Increased doses of ragweed antigen E, grass pollen extract, and the IgG of sheep antiserum to human IgE (anti-IgE) were injected in intracutaneous tests in humans. With increasing doses of reactants, in individual subjects, there were the expected increases in the sizes of early wheal-and-flare responses; moreover, there was an associated increase in the magnitude and the frequency of late cutaneous allergic responses (LCAR).
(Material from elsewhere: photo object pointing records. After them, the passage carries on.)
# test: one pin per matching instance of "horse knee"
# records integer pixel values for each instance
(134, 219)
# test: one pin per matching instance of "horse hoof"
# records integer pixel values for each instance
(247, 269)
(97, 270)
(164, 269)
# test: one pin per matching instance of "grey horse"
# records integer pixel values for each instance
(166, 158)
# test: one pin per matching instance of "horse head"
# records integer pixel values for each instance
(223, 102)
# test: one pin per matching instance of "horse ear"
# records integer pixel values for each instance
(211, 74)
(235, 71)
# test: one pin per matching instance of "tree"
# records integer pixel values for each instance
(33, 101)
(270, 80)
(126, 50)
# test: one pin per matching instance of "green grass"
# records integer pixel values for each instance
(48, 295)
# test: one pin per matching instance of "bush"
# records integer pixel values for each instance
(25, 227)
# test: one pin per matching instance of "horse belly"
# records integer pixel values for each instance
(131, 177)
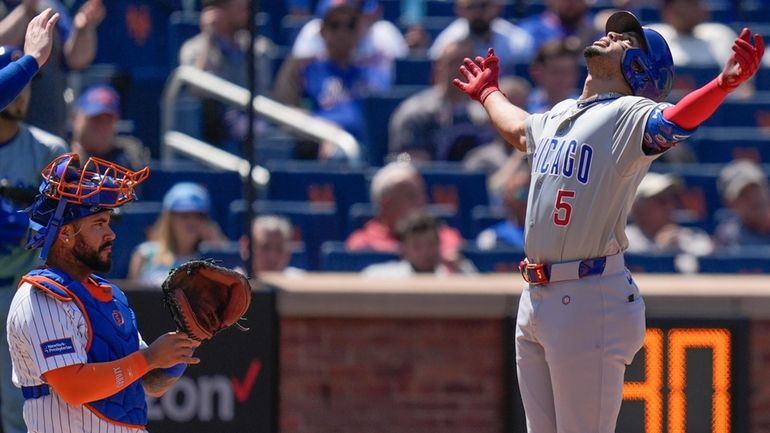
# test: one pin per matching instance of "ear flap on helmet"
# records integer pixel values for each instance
(650, 73)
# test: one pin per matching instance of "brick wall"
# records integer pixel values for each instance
(391, 375)
(759, 376)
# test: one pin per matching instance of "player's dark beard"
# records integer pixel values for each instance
(90, 257)
(591, 51)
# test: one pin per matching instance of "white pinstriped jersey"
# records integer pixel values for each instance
(39, 326)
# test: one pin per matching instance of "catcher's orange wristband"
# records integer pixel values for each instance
(103, 378)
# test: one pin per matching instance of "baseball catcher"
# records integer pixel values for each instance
(205, 298)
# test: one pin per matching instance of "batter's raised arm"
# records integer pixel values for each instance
(700, 104)
(39, 38)
(482, 77)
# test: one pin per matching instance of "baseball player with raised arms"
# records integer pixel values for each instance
(581, 318)
(77, 353)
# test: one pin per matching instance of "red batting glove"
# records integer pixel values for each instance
(482, 75)
(743, 63)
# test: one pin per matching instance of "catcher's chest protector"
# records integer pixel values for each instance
(113, 335)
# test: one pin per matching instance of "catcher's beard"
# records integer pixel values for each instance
(591, 51)
(90, 257)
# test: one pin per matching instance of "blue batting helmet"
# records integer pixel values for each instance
(649, 70)
(69, 192)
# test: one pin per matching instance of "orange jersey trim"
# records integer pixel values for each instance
(112, 421)
(37, 282)
(103, 378)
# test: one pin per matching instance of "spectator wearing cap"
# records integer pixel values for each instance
(693, 39)
(177, 234)
(272, 238)
(743, 186)
(221, 49)
(509, 185)
(334, 86)
(74, 48)
(480, 21)
(653, 227)
(419, 247)
(570, 21)
(24, 151)
(397, 191)
(378, 45)
(440, 122)
(556, 73)
(95, 130)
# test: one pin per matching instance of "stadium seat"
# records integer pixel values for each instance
(391, 10)
(449, 184)
(290, 28)
(360, 213)
(229, 255)
(414, 71)
(131, 224)
(182, 25)
(318, 183)
(723, 144)
(496, 260)
(335, 258)
(700, 195)
(313, 223)
(223, 186)
(378, 109)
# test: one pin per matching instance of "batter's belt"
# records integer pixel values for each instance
(542, 273)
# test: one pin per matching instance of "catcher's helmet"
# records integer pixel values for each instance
(69, 193)
(649, 70)
(9, 54)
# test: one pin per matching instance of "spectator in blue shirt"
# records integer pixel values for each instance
(563, 19)
(744, 188)
(333, 85)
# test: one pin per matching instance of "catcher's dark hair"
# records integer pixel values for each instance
(416, 223)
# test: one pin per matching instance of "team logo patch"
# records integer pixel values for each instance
(118, 317)
(57, 347)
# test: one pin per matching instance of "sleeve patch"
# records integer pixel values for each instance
(57, 347)
(661, 134)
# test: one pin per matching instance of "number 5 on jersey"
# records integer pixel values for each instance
(563, 211)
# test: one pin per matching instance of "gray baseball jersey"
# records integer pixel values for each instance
(574, 337)
(587, 162)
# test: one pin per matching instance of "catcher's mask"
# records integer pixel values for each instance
(649, 70)
(69, 193)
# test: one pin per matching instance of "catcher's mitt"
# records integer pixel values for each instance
(205, 298)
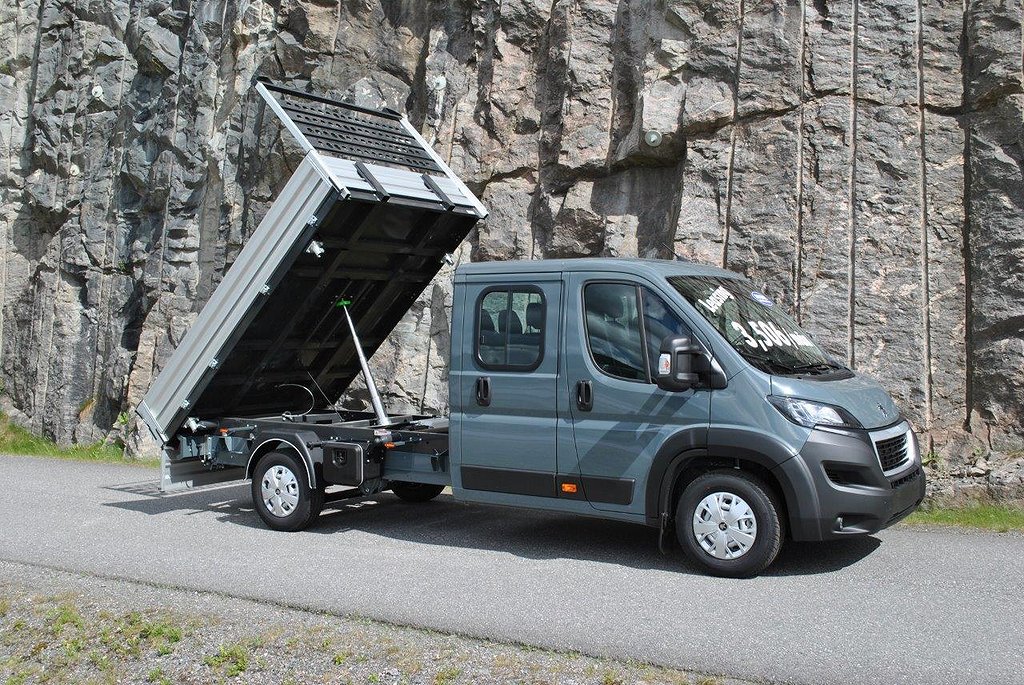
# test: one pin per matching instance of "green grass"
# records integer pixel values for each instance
(233, 659)
(16, 440)
(1000, 518)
LCAR were shown to be a usual sequel to allergic reactions of sufficient intensity. In persons with allergic bronchopulmonary aspergillosis, cutaneous responses to Aspergillus fumigatus allergen were compared with responses to other allergens and to anti-IgE; in relation to early wheal-and-flare responses, the corresponding LCAR induced by A. fumigatus were approximately the same size as those induced by the other reactants. Skin reactions induced by the prick test method and by intracutaneous injection were compared; for early responses of given sizes, there were apparently equal tendencies to proceed to LCAR in reactions to allergen in the two types of administration. In one subject, anti-IgE-induced responses in the skin of a forearm with sensory denervation were compared with responses in the other normally innervated forearm. At the denervated site was the expected absence of the early flare but no apparent reduction in LCAR. Similarly, local anesthesia immediately prior to anti-IgE eliminated the flare of the early response but did not prevent the occurrence of a LCAR.